O erro de tipo é aquele previsto no art. 20, caput, do Código Penal (CP), que prevê que o erro sobre elemento constitutivo do tipo legal de crime exclui o dolo, mas permite a punição por crime culposo, se previsto em lei.
Nesta modalidade de erro, o agente não tem a exata compreensão da realidade ou tem um falso conhecimento de determinado objeto, de modo que sua conduta, apesar de dolosa, poderá ou não ser escusável, a depender se o ato provém de sua culpa ou não, partindo-se do pressuposto do homem médio. Ou seja, a análise dependerá do caso concreto para se descobrir em qual espécie o agente irá incidir.
Importante se fazer uma ressalva, pois, de acordo com Rogério Sanches (2020), enquanto a corrente tradicional invoca a figura do “homem médio”, uma corrente mais moderna irá trabalhar com as circunstâncias do caso concreto, já que o grau de instrução, idade do agente, momento e local do crime podem interferir na previsibilidade ou não do agente.
A título de exemplo do instituto erro de tipo, Cleber Masson (2017) faz referência ao salva-vidas que avista um banhista se debatendo em águas rasas de uma praia e, imaginando que não estava se afogando, nada faz. Ocorre que, posteriormente, tal banhista é retirado morto do mar.

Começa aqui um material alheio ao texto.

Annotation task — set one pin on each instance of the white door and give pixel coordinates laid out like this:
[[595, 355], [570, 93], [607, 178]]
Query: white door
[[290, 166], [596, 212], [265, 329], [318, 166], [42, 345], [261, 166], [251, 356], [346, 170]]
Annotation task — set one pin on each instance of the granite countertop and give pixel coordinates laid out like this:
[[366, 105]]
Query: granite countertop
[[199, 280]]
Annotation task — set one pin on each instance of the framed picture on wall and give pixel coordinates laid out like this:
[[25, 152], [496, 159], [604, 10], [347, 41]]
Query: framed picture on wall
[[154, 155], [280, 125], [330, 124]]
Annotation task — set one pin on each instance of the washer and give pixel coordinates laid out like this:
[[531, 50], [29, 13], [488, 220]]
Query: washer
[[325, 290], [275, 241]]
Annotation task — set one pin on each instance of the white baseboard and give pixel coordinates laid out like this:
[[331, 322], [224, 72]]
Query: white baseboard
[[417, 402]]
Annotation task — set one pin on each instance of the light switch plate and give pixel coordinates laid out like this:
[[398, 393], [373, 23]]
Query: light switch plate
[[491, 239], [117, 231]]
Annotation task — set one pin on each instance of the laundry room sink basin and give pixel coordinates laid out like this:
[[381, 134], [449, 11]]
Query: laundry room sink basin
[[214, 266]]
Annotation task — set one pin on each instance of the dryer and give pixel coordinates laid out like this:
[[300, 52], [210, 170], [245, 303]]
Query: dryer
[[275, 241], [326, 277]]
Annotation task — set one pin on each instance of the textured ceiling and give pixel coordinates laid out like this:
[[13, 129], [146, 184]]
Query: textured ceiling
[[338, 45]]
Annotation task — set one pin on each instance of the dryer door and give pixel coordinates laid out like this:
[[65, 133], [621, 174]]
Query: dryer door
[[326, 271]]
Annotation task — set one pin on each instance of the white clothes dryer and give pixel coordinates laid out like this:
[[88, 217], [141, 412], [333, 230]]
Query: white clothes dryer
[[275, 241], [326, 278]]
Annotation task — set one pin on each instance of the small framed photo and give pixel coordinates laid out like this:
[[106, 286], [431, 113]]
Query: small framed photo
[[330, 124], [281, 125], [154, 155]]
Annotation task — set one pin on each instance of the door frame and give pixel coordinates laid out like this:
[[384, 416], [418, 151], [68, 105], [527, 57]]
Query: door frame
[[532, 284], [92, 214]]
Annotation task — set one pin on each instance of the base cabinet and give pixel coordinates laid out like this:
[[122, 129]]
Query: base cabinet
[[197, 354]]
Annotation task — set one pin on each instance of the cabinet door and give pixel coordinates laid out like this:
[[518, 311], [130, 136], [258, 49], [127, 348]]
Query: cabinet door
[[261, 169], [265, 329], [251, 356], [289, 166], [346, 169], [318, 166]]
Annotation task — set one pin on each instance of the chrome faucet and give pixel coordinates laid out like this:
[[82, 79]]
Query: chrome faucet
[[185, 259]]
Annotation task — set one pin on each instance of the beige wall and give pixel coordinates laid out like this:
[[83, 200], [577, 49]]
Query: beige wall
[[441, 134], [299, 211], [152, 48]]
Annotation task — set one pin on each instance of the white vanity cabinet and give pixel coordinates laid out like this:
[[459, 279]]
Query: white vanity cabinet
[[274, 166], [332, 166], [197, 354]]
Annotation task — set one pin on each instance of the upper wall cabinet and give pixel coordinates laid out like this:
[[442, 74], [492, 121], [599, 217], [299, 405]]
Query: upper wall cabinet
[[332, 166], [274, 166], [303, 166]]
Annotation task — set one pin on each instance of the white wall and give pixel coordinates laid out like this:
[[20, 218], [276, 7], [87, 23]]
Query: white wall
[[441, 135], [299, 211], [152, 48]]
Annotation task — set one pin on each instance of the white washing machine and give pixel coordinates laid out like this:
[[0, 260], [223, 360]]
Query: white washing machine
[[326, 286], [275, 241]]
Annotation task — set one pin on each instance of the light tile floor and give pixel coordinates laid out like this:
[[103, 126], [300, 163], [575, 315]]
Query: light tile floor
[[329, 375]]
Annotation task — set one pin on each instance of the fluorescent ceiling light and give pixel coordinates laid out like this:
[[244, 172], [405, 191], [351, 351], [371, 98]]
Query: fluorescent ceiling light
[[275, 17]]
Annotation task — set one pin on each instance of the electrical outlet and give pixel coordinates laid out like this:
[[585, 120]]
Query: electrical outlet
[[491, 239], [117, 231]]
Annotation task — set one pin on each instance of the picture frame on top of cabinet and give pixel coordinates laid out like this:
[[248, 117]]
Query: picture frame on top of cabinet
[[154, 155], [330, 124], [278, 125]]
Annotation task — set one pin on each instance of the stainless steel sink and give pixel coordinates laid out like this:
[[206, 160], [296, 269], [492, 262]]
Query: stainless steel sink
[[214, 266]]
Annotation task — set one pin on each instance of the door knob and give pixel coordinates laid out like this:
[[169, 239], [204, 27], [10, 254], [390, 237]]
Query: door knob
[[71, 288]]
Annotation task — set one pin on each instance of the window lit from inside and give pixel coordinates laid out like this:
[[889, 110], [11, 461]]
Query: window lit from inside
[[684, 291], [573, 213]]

De outro lado, há o erro provocado por terceiro, previsto no art. 20, §2º, do CP, que preceitua que responde pelo crime o terceiro que determina o erro. Aqui, o erro é determinado por outrem, por uma terceira pessoa, de forma que este é quem responderá pelo crime praticado, pois quem pratica o crime (provocado) tem uma falsa percepção da realidade no tocante aos elementos constitutivos do tipo penal (MASSON, 2017).

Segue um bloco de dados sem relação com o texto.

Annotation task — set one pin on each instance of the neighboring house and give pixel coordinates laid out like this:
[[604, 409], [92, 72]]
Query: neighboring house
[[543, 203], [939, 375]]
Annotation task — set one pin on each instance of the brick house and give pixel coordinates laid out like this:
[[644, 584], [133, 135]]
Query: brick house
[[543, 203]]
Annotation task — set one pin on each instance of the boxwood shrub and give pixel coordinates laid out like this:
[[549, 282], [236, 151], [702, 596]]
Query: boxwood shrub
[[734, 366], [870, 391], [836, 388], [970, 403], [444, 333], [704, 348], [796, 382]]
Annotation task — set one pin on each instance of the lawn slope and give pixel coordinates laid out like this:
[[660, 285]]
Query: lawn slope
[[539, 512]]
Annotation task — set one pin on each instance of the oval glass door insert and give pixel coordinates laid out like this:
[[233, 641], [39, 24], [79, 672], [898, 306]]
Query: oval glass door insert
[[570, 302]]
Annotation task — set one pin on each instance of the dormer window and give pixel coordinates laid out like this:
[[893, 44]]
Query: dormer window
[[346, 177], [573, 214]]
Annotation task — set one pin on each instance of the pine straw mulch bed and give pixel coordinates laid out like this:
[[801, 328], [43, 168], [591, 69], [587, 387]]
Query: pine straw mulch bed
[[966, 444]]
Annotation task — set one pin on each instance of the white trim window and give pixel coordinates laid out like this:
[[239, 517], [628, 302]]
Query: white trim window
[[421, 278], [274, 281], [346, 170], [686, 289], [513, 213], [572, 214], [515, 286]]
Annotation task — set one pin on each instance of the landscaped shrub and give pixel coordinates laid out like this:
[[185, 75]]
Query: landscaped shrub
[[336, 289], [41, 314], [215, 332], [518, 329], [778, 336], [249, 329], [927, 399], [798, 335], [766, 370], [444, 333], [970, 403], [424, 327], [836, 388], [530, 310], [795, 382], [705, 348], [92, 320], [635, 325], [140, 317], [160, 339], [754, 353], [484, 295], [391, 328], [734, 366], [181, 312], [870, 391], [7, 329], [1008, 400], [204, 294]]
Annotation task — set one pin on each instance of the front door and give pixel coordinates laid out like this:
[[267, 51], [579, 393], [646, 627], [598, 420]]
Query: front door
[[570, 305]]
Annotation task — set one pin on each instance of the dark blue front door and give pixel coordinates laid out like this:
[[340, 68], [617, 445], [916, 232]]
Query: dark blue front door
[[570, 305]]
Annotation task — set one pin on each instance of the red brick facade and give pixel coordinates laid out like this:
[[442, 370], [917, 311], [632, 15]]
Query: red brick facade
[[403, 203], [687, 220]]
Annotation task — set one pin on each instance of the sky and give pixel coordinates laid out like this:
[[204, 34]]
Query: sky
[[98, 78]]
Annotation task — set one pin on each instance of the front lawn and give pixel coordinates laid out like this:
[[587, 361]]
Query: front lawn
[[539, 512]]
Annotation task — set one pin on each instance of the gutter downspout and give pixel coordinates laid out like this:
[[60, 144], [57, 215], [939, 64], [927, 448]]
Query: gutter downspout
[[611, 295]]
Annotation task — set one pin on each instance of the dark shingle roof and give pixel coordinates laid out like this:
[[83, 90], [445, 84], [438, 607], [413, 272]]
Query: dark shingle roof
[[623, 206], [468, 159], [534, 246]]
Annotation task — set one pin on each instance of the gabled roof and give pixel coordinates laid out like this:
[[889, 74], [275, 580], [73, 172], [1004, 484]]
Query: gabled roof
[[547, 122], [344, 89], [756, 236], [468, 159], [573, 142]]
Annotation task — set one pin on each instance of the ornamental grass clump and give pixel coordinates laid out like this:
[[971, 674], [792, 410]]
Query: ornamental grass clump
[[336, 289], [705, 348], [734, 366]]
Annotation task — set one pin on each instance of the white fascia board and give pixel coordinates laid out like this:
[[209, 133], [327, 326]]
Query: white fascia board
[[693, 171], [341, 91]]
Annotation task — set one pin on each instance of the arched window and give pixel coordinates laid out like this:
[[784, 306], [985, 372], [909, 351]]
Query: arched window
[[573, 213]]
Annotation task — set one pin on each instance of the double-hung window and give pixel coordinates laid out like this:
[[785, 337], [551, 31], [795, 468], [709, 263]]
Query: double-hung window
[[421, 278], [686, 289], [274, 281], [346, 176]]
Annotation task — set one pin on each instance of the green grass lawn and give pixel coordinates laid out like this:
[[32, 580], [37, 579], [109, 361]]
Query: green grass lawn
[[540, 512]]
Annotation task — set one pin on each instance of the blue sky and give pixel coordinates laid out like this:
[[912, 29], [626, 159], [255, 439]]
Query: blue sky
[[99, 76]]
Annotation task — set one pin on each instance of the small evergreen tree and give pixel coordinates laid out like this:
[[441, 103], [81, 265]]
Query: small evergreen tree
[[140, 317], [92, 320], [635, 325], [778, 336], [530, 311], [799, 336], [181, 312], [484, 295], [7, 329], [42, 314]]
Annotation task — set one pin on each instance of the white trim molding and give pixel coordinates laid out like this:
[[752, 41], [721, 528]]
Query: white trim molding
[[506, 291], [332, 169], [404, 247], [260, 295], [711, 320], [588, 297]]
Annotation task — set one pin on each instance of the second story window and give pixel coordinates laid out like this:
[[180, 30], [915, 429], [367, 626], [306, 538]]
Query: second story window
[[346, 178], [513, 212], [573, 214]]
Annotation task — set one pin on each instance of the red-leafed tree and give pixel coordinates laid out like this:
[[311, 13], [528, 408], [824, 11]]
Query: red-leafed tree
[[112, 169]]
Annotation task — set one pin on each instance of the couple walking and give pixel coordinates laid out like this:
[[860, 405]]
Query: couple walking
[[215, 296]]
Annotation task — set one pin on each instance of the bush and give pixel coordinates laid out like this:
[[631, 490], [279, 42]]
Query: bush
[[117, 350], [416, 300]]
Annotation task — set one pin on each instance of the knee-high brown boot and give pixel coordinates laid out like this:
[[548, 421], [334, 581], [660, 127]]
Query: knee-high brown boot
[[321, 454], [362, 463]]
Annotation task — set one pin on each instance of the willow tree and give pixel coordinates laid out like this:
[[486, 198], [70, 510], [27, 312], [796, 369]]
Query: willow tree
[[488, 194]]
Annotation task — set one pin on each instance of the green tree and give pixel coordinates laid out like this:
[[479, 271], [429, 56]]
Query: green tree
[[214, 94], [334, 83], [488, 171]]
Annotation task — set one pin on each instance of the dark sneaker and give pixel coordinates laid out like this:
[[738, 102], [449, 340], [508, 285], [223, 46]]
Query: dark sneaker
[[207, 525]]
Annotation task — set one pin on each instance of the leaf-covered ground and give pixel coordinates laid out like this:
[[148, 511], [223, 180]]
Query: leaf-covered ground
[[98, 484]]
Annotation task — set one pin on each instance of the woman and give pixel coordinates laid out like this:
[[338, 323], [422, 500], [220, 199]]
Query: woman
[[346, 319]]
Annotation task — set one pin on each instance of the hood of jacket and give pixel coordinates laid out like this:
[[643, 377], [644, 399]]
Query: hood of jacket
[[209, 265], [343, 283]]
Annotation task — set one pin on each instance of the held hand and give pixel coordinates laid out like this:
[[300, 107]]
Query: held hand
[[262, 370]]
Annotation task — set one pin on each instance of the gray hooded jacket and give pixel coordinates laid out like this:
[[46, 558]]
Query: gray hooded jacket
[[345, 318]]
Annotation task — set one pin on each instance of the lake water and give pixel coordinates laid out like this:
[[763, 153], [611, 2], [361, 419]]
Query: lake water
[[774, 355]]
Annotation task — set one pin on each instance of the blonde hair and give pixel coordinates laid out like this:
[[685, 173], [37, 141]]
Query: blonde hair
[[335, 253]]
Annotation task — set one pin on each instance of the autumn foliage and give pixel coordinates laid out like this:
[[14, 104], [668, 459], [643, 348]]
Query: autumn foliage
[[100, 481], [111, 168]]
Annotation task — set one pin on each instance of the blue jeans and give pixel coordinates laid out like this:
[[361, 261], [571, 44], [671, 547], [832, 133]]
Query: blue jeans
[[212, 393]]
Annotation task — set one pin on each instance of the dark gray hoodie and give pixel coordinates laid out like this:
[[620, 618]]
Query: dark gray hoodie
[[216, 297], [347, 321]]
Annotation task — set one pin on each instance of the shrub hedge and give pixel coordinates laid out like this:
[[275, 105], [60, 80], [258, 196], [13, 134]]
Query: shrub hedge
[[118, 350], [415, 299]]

O agente causador do erro (provocador) será o autor mediato do crime, já o agente provocado (aquele que diretamente praticou o crime) é o autor imediato, que não responderá por crime algum, salvo tenha agido com dolo ou culpa, hipótese que também ensejará sua responsabilização.

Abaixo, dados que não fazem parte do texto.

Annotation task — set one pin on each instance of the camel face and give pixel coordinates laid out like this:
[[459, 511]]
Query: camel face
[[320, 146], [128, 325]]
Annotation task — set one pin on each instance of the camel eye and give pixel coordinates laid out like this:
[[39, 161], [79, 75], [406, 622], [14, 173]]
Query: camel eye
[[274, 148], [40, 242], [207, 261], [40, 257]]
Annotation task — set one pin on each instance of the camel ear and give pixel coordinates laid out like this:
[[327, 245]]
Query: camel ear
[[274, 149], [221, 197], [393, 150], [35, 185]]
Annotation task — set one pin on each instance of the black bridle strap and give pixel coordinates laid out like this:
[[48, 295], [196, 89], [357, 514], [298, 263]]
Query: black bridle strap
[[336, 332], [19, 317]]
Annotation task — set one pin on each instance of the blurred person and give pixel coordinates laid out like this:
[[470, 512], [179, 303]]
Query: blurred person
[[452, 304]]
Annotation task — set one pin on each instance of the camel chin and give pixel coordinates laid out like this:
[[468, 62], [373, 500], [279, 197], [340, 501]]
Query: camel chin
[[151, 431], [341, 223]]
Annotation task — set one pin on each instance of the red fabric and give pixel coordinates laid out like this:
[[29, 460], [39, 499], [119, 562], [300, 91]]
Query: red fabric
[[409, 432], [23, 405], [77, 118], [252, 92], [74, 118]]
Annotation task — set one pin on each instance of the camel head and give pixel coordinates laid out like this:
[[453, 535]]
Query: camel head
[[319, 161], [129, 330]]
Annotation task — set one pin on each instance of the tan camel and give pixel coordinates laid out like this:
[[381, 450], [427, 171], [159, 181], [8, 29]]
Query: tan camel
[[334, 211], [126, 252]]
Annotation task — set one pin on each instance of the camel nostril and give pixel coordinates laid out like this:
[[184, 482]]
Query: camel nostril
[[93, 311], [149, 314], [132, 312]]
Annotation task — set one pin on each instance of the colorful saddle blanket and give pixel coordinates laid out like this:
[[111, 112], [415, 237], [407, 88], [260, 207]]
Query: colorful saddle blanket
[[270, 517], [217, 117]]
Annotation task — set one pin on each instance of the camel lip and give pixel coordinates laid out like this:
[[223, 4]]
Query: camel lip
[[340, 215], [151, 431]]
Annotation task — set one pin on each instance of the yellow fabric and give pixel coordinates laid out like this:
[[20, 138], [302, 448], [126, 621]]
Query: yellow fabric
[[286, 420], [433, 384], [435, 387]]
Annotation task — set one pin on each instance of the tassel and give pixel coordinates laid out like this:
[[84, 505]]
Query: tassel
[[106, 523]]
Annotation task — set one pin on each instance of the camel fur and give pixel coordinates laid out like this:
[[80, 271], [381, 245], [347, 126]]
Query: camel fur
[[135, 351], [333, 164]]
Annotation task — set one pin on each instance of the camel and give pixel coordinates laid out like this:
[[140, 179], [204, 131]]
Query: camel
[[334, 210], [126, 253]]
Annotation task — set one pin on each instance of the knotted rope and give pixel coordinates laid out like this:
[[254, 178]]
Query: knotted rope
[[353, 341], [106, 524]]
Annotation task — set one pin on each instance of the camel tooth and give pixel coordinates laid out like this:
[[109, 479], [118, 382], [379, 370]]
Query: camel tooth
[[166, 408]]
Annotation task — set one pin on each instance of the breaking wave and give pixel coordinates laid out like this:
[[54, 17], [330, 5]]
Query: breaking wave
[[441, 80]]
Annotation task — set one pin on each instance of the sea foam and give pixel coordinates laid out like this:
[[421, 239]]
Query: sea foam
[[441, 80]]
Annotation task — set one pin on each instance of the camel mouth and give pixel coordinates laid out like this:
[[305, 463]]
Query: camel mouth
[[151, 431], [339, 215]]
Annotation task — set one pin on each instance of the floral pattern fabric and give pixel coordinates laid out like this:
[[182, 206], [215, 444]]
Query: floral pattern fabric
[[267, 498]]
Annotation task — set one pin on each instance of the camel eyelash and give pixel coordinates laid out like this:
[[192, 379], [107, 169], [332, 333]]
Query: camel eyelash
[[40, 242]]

Assim, moldando-se o caso concreto apresentado ao ordenamento jurídico brasileiro, temos que a conduta do ator americano será enquadrada como a de agente provocado, ou seja, foi levado a erro pelo agente provocador, que é aquela pessoa que será objeto da investigação, que incorreu em culpa ou em dolo.
Então, percebe-se que Alec não se equivocou espontaneamente em relação ao disparo, pois a conduta do terceiro (aquele que preparou a arma cenográfica) foi preponderante para o resultado naturalístico. Por outro lado, não há, nas matérias jornalísticas, relatos de que o ator tivesse agido com dolo direto, ou seja, aquele voltado para matar seus colegas, o animus necandi, descartando-se essa hipótese.
Portanto, sob a perspectiva do direito penal brasileiro, provado o dolo do agente provocador ele seria punido pelo homicídio doloso em concurso com a tentativa. Já Baldwin não responderia por qualquer crime, salvo se ficasse provada sua voluntariedade naquele evento (poderia ter percebido que a arma estava carregada?), hipótese em que poderia responder a título de culpa ou dolo.
REFERÊNCIAS BIBLIOGRÁFICAS
BRASIL. Decreto-Lei 2.848, de 07 de dezembro de 1940. Código Penal. Diário Oficial da União, Rio de Janeiro, 31 dez. 1940.
CUNHA, Rogério Sanches. Manual de direito penal: parte geral (arts. 1º ao 120) – 8. Ed. ver. Ampl. e atual. - Salvador: Editora JusPODIVM, 2020. 276 p.
FONTELES, Samuel Sales. Hermenêutica Constitucional. 4. ed. rev. ampl. e atual. – Salvador: Editora JusPODIVM, 2021. 22 p.
MASSON, Cleber. Direito penal esquematizado: parte geral – vol. 1. – 11ª rev., atual. e ampl. – Rio de Janeiro: Forense; São Paulo: MÉTODO, 2017.